Yet today Arizona is 5-3, in clear control of the otherwise abysmal NFC West. If the playoffs started today, the Cardinals would host a wild-card game against Washington or Tampa.

That's no small feat for an organization that last hosted a playoff game when, as the Chicago Cardinals, they beat the Eagles in the 1947 title tilt.

Warner deserves a large part of the credit for Arizona's rare competitive season. So, too, does head coach Ken Whisenhunt. He made one of the smartest moves of the offseason when he rejected Leinart, the former No. 1 pick, in favor of the more seasoned Warner.
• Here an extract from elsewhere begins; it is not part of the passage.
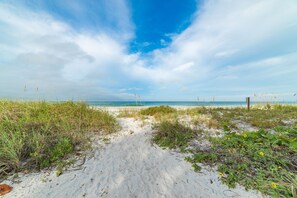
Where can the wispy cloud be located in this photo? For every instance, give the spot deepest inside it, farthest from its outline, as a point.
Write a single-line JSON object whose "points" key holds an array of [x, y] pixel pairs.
{"points": [[230, 49]]}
As the Cold, Hard Football Facts noted at the start of the season, Warner was the obvious choice. In fact, Warner vs. Leinart never should have been a debate. While Leinart has struggled in his brief career, Warner has been one of the most prolific players in the history of the game.

His career passer rating of 94.2 is second only to Steve Young's record 96.8. He surpassed the struggling Peyton Manning (94.1) at No. 2 on the all-time passer rating list last week.

Warner's career average of 8.12 yards per attempt is the NFL's best mark since Norm Van Brocklin retired in 1960 with an average of 8.16 yards per attempt.

His 342-yard game against St. Louis on Sunday also marks a place in history. It was his 45th 300-yard passing performance in just 101 career games. Nobody has cranked out 300 yards games at such a prolific clip. Marino holds the record, with 63 300-yard performances. But it took him 242 games to get there.

It all adds up to a very MVP-worthy season for Warner here in 2008. If he does win it, he'd join Brett Favre as the only players in league history to claim the title three times.

It sounds like Warner deserves more than just MVP honors. It sounds like he deserves a bronze bust in Canton, too.